As a rule, 'rtl' will match a run of Hebrew/Arabic and associated characters, and 'ltr' - non-Bidi (e.g. English) literals and associated characters.
However, this can be different, e.g. in presence of control characters.

So I believe we should respect this 'rtl' property rather than intrinsic character properties (decided here based on belonging to a UnicodeBlock).
Comment 28 JingwenShen CLA 2009-06-09 02:58:52 EDT
Hi Lina,

Yes, it works after that change.
The "rtl" flag in the code is got from text style and the text style is set by user.

If user set "rtl", all Hebrew/Arabic and associated characters need to be displayed reversal and the report also need to be start from right to left.

If user dont set "rtl", all Hebrew/Arabic and associated characters still need to be displayed reversal and the report does not need.

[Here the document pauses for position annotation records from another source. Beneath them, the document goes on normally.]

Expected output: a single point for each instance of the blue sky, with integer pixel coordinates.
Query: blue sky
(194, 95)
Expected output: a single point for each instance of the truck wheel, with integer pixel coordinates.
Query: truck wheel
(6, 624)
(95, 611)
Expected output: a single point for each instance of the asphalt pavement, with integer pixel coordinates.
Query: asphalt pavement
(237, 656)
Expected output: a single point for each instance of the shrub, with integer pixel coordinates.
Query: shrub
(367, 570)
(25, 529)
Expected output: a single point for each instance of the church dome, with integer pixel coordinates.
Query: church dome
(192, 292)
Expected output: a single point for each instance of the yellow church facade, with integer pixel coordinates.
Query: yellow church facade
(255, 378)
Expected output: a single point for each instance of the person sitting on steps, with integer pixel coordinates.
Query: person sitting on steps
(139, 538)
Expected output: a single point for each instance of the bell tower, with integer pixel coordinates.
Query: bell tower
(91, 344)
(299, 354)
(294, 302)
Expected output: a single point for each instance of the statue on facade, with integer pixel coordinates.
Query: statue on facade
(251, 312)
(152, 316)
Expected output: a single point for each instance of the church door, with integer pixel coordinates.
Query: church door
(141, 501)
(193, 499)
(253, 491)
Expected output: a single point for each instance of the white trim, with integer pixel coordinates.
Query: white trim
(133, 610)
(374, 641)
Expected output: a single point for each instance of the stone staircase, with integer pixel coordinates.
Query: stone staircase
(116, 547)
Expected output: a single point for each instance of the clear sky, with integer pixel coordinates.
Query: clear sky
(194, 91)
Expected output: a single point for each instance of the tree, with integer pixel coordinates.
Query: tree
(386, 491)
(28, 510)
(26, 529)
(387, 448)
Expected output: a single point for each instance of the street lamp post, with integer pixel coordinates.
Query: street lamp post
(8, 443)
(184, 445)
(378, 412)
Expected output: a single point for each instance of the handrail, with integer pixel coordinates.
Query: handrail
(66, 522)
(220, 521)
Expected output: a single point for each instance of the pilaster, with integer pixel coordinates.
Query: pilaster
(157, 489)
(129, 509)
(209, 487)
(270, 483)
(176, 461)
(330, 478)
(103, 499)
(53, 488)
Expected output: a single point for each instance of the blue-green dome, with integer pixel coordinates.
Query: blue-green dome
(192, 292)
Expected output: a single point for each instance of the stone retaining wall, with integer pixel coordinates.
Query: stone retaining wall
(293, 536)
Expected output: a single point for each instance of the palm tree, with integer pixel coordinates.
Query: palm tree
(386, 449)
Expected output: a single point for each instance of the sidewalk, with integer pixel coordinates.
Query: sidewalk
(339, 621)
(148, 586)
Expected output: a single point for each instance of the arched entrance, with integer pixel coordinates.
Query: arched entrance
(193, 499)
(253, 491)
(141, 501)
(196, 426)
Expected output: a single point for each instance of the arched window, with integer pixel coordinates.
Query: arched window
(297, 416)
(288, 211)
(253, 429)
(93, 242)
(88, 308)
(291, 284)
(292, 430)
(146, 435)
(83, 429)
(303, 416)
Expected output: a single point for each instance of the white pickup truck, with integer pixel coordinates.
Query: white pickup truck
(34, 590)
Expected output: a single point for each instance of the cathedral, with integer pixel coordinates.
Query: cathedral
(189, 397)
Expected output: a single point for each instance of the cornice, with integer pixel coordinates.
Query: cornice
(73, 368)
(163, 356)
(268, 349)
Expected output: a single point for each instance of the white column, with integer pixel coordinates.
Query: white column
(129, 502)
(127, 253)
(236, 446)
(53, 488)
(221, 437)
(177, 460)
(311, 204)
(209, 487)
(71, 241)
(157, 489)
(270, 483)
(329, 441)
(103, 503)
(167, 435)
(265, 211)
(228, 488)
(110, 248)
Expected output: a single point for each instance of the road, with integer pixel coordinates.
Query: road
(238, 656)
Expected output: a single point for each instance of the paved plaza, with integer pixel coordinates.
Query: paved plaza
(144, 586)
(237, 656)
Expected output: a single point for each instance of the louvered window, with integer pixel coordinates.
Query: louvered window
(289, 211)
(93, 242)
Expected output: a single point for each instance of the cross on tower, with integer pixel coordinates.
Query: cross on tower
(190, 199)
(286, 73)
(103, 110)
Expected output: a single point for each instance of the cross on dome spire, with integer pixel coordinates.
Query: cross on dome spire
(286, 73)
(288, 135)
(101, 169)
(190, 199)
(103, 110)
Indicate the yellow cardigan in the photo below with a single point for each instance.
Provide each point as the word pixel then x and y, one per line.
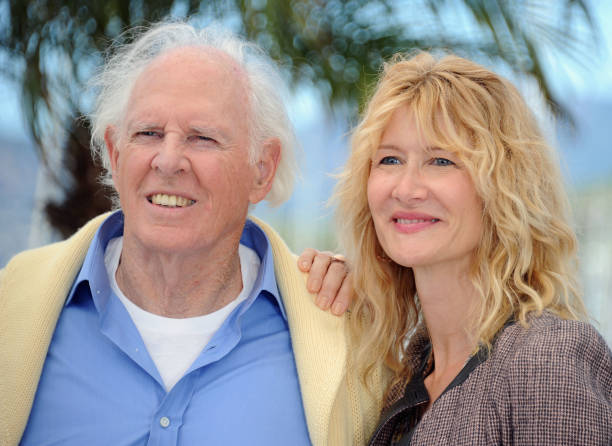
pixel 34 286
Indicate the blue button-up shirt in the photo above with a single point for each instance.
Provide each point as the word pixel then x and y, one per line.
pixel 99 386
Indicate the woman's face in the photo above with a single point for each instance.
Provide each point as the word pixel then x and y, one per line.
pixel 424 205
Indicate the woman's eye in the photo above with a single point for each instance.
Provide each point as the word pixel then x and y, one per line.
pixel 442 162
pixel 389 160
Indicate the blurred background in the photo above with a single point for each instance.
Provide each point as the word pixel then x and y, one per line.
pixel 556 51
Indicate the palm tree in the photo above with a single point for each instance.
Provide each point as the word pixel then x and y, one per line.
pixel 337 45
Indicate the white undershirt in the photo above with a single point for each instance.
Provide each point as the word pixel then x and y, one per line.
pixel 174 344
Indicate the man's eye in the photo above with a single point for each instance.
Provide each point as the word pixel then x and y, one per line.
pixel 442 162
pixel 202 139
pixel 389 160
pixel 147 133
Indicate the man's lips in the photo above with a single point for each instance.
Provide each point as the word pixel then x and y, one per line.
pixel 169 200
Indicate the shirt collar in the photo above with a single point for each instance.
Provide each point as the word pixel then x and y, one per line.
pixel 255 238
pixel 93 271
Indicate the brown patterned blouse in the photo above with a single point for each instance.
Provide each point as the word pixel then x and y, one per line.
pixel 548 384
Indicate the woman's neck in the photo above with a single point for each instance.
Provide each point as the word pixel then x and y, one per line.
pixel 448 300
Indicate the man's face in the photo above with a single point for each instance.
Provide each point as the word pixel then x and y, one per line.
pixel 180 159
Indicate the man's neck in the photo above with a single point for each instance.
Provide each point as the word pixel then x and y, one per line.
pixel 179 285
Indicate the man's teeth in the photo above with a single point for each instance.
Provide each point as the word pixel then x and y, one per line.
pixel 405 221
pixel 172 201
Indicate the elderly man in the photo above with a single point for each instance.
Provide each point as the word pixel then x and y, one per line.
pixel 176 320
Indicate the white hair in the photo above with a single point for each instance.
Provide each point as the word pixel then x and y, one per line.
pixel 266 89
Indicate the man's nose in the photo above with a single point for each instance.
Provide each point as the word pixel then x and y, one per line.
pixel 410 185
pixel 170 157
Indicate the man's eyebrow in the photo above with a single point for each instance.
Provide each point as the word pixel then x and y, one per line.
pixel 206 130
pixel 141 125
pixel 387 147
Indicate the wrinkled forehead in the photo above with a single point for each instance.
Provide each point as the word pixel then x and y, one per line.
pixel 191 81
pixel 207 66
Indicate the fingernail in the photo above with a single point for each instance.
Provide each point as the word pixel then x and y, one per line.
pixel 337 309
pixel 323 302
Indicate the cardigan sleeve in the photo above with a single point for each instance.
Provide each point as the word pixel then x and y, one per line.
pixel 560 386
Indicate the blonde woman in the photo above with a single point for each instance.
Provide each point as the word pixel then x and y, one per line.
pixel 455 222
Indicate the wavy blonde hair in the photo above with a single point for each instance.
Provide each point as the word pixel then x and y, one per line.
pixel 526 259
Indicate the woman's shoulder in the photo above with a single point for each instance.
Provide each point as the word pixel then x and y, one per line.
pixel 552 346
pixel 549 331
pixel 552 373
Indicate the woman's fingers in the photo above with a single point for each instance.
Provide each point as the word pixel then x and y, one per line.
pixel 332 284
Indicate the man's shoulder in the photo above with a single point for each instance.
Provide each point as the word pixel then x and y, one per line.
pixel 49 252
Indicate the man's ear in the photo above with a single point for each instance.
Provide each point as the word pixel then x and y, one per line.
pixel 110 138
pixel 265 169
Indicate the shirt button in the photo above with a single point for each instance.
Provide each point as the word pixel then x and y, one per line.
pixel 164 422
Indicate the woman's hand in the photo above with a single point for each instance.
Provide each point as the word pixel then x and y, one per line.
pixel 329 278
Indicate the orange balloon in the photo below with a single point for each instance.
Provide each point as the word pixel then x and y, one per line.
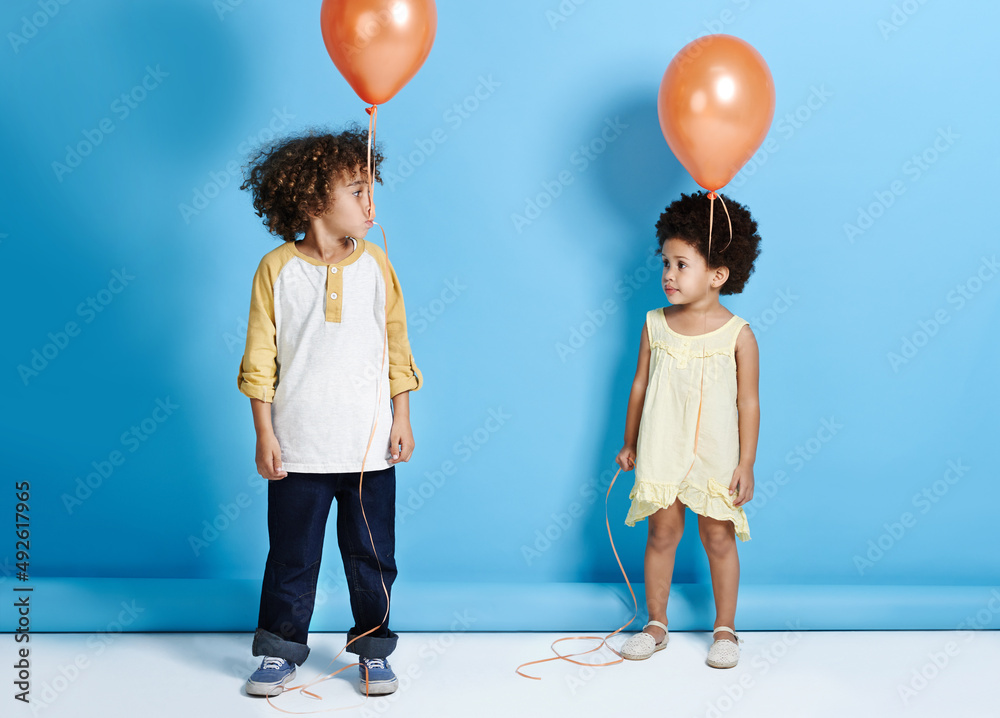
pixel 378 45
pixel 715 104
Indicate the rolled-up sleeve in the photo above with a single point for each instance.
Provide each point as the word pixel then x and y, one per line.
pixel 403 372
pixel 258 369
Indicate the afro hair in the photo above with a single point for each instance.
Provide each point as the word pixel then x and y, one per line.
pixel 686 219
pixel 296 176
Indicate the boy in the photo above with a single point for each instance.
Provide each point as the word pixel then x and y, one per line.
pixel 323 312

So here, whether user set "rtl" flag or not , the logic in the circulation is still needed. 
Comment 29 Lina Kemmel CLA 2009-06-09 11:25:43 EDT
Hi Jingwen,

Based on the patch from 2008-07-28 https://bugs.eclipse.org/bugs/attachment.cgi?id=108555&action=diff:

    boolean rtl = text instanceof TextArea ? ( ( (TextArea) text )
	.getRunLevel( ) & 1 ) != 0 : CSSConstants.CSS_RTL_VALUE 
        .equals( style.getProperty( IStyle.STYLE_DIRECTION ) );

-- for TextArea 'rtl' is got from the run level and not text style.

However, I can't locate this change in the current code base.
I will try to figure out why it is not present.

I totally agree with you that the Arabic/Hebrew characters should be usually reversed regardless of the paragraph direction; however, I think it would be more correct if we apply reverse to characters with an odd run level [which Arabic/Hebrew usually are]...
Comment 30 Gang Liu CLA 2009-06-10 03:44:54 EDT
fixed.
Comment 31 Xiaodan Wang CLA 2009-06-22 23:01:26 EDT
Verified in build (2.5.1.v20090623-0630), closed.